I discovered who you were when one of your articles in the Modern Drummer magazine caught my attention. From there I did a bit of research and noticed that you have actually written quite a few educational drum books. Can you tell us a bit about what actually goes into writing such books and roughly how long each book takes you?

I started writing exercises and different patterns when I began teaching. So instead of writing out the same exercises in my student’s notebooks, I would give them handouts that eventually turned into books. When I started the writing process for a publisher, I tried to fit more of what they were looking for out of a book and truthfully am not totally happy with the end results.

Part of me would like to combine some of the ideas from two of the books I’ve written into one more concise product. I do like the double bass book that came out a little over a year ago but I have so many more advanced patterns that belong in it that I may revise that one as well.

When I start writing, I get tunnel vision and have to get all my ideas out at once. So I am writing for about 12-16 hour days when doing it. When I was writing for Modern Drummer Magazine I was sending the editor groups of 20 different exercise ideas a few times a day. It was pretty crazy how much I was writing.

Let’s talk about drum education for a while. Can you tell us about your experience with tutors (whether they were private or through Musicians Institute)?

As I mentioned earlier, I began private lessons when I was 7 or 8 years old. I played in all of the concert, marching and jazz bands throughout school and took more private lessons with many different teachers in my local area, learning different styles, and habits along the way. When I went to Musician’s Institute in Hollywood I started to get into really learning how to read drum notation and experimenting with mixed time signatures, snare patterns, odd meters and different styles of music. At times I would start writing out patterns then figure out what they sounded like. It was a great experience all around, and I met a great bunch of musicians that I am still friends with today.
It’s also where I first met my VHF band mate Joel Hoekstra, who is now in Whitesnake and Trans Siberian Orchestra.

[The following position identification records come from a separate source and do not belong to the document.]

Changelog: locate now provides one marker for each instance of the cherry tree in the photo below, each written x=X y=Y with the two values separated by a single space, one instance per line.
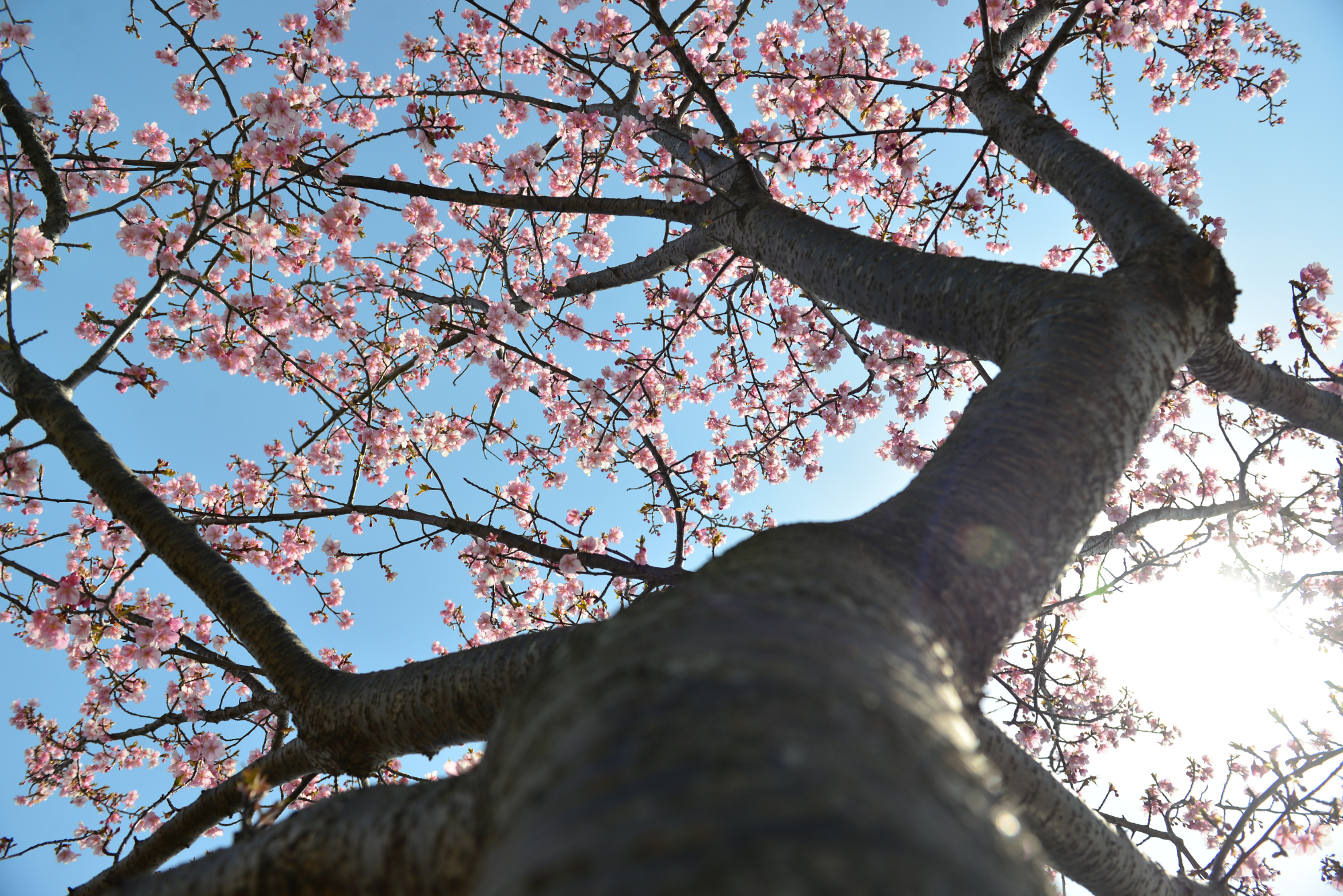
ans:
x=805 y=710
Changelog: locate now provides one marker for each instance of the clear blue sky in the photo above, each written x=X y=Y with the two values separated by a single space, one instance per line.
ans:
x=1271 y=184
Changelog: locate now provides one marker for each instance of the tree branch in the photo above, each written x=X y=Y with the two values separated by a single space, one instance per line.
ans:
x=972 y=305
x=679 y=252
x=391 y=840
x=263 y=631
x=1013 y=36
x=660 y=209
x=1078 y=842
x=1225 y=366
x=279 y=766
x=659 y=575
x=21 y=119
x=359 y=722
x=1102 y=542
x=1127 y=215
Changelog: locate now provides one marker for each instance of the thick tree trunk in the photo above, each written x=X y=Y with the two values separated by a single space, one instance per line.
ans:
x=784 y=724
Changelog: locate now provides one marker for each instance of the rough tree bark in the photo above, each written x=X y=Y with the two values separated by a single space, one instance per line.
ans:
x=792 y=718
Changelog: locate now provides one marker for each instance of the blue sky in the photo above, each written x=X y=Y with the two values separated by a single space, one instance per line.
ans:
x=1271 y=184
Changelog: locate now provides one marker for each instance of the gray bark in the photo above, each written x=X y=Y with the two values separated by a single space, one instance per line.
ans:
x=789 y=719
x=393 y=842
x=1078 y=842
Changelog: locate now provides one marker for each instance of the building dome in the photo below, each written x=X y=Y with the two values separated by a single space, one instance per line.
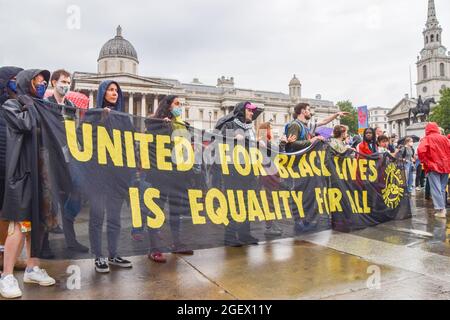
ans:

You’ve been teaching since the mid 1980’s. What would you say are some of the things that you try and pass onto your own students? 

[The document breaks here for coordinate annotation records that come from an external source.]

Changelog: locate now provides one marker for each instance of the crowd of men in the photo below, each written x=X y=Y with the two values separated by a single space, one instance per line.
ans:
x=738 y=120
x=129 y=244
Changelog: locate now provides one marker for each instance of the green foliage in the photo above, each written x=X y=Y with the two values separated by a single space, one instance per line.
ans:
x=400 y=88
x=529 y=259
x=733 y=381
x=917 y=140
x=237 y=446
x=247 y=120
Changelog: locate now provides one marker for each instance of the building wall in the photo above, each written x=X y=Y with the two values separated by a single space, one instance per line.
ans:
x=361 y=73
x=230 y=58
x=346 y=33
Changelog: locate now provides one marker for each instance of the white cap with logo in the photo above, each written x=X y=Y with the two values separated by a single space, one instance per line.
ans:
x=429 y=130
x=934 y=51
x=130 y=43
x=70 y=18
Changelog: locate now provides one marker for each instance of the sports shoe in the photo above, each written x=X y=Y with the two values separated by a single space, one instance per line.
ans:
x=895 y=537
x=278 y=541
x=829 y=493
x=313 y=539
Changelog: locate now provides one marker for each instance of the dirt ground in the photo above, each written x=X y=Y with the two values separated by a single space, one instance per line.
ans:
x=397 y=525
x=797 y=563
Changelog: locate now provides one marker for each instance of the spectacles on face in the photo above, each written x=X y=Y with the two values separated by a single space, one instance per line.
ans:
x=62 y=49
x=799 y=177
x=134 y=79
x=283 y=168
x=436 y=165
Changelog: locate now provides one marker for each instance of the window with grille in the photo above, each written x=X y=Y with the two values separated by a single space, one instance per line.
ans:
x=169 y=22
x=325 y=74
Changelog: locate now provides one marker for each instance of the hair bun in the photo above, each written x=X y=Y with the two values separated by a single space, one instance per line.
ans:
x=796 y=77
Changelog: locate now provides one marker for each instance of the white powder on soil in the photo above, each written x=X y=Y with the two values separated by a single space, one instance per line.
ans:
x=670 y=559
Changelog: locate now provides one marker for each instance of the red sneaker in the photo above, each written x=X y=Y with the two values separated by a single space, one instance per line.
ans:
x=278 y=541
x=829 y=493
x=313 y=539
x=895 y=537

While I am not currently teaching, I have since the mid 80’s yes. I try to teach my students the importance of being able to read music, rudiments and how to appreciate and play different styles of music. At times, when dealing with more stubborn students, I would show the similarities between a thrash drum beat and a polka beat. Funny thing,  one of my cousins, Mike, who is also a drummer, left playing in rock bands to be in a polka band, and he is having a blast!

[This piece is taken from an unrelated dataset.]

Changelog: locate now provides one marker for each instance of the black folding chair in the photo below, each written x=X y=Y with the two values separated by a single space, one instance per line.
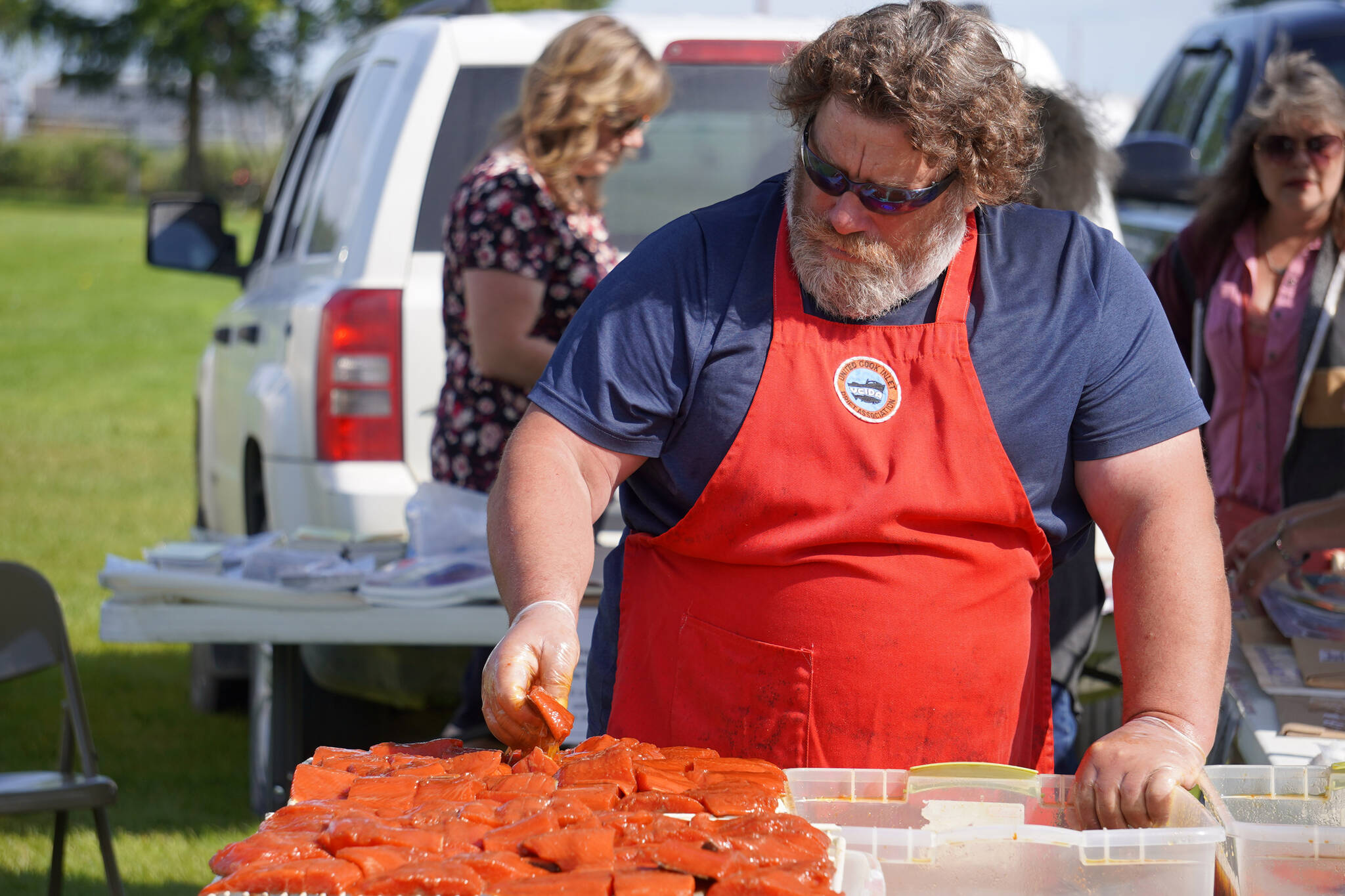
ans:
x=33 y=637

I understand that you recently performed at the renowned OX and Loon event, what songs did you play, and what was your highlight from the performance?

Thanks for asking about the Ox and Loon show. That was an overall fantastic event. Brian Tichy put this event together along with the Bonzo Bash and Randy Rhoads tribute events. He is a great guy and I was very happy that he invited me to play this show. For me the highlight of the event was being able to not only pay tribute to one of the greatest drummers in rock music, but to also jam and hang out with such great musicians. I had the opportunity to play the song Substitute, with my VHF band mate the ‘fretless monster’ Tony Franklin on bass, Gilby Clarke of Guns N Roses on guitar, Michael Devin of Whitesnake singing and Joe Retta of Heaven and Earth/The Sweet/Dio’s Disciples on backing vocals. There are many pictures and video on my Facebook page that you can check out.

The end of the night was epic. During the song Won’t Get Fooled Again, each drummer took their turn at a drum solo over the keyboard loop. As each drummer finished, they came to the front and sides of the stage to play on a floor tom while the next drummer got up and did their solo. This culminated into Dave Lombardo’s ending solo and destroying of the drum set, toms, gong….you name it. It was really quite an experience.

On that note – if you had to try and choose, who would you say has been more influential on your drumming career. Moonie or Bonham?

Wow… how to choose between Bonham and Moon……I have to say that I have my appreciation of the groove from Bonham and my style from Moon.

Besides the writing and the recent Ox and Loon event what else are you currently up to playing wise?

First off, is my band, VHF that I put together with the afore mentioned Joel Hoekstra and Tony Franklin. We have a debut CD called Very High Frequency. It is predominantly instrumental music in a psychedelic rock the genre. The interesting concept from this band is that I wrote and arranged the drum parts first. Then sent the drum tracks to Tony. He had free reign to come up with the chord progressions, rhythms and overall vibe. Once the rhythm tracks were compiled and we had a rough mix, I sent them off to Joel who also had free reign to create whatever he wanted over the rhythm tracks. It’s a pretty fun project. We have a video for the song “Whispers of the Soul” and are storyboarding the video for the song “Backside of your Eyes”. Joel has already shot his footage; Tony and I are scheduling our time as we speak.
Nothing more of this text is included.